The proposition is proven, when $0\leq | \sqrt{9n+8}-\sqrt{n}-\sqrt{n+1}-\sqrt{n+2} | \leq 1$, i.e. $-1\leq \sqrt{9n+8}-\sqrt{n}-\sqrt{n+1}-\sqrt{n+2} \leq 1$. First, i will show that $-1 \leq \sqrt{9n+8}-\sqrt{n}-\sqrt{n+1}-\sqrt{n+2}$: Therefore, you need estimate 1: $3\sqrt{n+3/2}\geq\sqrt{n}+\sqrt{n+1}+\sqrt{n+2}$ (proof by estimate 2: $\sqrt{n+1}\geq\sqrt{n(n+1)}$ and calculation) So, you have to show that $-1 \leq \sqrt{9n+8}-3\sqrt{n+3/2} \Leftrightarrow 3\sqrt{n+3/2}\leq \sqrt{9n+8}+1 \\ 9n +27/2\leq 1+9n+8+2\sqrt{9n+8} \\ 11/4\leq\sqrt{9n+8} \\ 8 \leq 9n+8 \\ 0 \leq 9n$ , what is true for all $n>0$. Now, you have to show that $\sqrt{9n+8}-\sqrt{n}-\sqrt{n+1}-\sqrt{n+2} \leq 1$. Therefore, you need estimate 3: $3\sqrt{n+1}\leq \sqrt{n}+\sqrt{n+1}+\sqrt{n+2}$ (proof by calculation).
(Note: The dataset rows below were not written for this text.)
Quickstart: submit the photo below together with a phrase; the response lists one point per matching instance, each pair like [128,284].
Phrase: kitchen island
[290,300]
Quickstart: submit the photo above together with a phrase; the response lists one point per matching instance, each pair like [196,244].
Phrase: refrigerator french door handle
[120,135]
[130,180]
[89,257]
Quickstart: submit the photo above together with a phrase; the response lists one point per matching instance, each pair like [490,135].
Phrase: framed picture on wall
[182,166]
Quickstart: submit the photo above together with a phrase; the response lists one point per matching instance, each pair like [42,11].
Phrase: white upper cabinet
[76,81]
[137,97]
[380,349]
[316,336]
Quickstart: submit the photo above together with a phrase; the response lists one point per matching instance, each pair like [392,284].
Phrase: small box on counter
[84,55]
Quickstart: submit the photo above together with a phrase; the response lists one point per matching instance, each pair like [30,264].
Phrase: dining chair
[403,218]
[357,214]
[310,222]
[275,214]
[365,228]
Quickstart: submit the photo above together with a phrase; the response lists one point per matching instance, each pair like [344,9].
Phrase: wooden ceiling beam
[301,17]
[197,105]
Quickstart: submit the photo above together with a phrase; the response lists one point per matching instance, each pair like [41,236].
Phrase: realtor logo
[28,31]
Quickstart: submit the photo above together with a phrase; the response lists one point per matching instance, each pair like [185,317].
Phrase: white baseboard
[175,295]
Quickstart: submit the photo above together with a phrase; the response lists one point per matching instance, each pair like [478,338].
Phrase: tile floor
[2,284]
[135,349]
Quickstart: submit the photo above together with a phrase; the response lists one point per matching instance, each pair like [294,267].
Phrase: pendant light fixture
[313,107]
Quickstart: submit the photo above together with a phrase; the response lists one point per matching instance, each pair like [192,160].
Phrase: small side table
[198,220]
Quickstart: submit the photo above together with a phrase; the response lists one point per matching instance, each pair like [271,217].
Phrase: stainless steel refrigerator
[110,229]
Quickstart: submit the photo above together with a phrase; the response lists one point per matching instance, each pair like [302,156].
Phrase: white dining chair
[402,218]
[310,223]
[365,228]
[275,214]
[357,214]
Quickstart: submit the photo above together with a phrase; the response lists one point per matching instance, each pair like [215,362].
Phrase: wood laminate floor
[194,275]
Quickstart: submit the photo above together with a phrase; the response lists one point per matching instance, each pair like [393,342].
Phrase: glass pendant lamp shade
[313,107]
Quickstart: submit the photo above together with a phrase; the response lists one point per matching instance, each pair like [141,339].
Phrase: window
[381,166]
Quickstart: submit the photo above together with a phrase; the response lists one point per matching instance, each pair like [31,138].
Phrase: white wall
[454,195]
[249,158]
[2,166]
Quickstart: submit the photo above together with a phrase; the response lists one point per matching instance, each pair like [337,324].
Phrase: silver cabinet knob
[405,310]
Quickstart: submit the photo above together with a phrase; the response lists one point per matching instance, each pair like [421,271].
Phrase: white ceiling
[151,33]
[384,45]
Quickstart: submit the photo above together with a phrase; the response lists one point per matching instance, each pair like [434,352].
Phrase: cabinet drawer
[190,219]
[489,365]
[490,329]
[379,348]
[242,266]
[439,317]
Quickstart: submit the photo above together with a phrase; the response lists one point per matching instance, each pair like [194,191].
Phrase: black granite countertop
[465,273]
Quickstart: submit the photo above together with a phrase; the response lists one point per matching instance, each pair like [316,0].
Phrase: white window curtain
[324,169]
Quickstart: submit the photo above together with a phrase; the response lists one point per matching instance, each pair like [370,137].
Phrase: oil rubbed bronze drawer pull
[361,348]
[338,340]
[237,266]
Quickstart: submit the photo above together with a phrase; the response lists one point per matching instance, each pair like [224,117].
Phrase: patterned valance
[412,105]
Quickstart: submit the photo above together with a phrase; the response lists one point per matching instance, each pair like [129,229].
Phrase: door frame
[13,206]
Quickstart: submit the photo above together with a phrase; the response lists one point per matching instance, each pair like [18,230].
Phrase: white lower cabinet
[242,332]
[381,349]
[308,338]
So, you have to show that $\sqrt{9n+8}-3\sqrt{n+1}\leq 1 \\ 12n+11-6\sqrt{(9n+8)(n+1)}\leq 1$ Now you need estimate 4: $(2n+2)^2\leq (9n+8)(n+1)$ (again proof by calculation) and you have to show that $12n+11-6(2n+2)\leq 1 \\ 0\leq 5n^2+9n+4$ , what is obviously true for alle $n>0$ Because of that, $-1\leq \sqrt{9n+8}-\sqrt{n}-\sqrt{n+1}-\sqrt{n+2} \leq 1$ is true and hence, $\left\lfloor \sqrt{9n+8} \right\rfloor = \left\lfloor \sqrt{n}+\sqrt{n+1}+\sqrt{n+2} \right\rfloor$ is true.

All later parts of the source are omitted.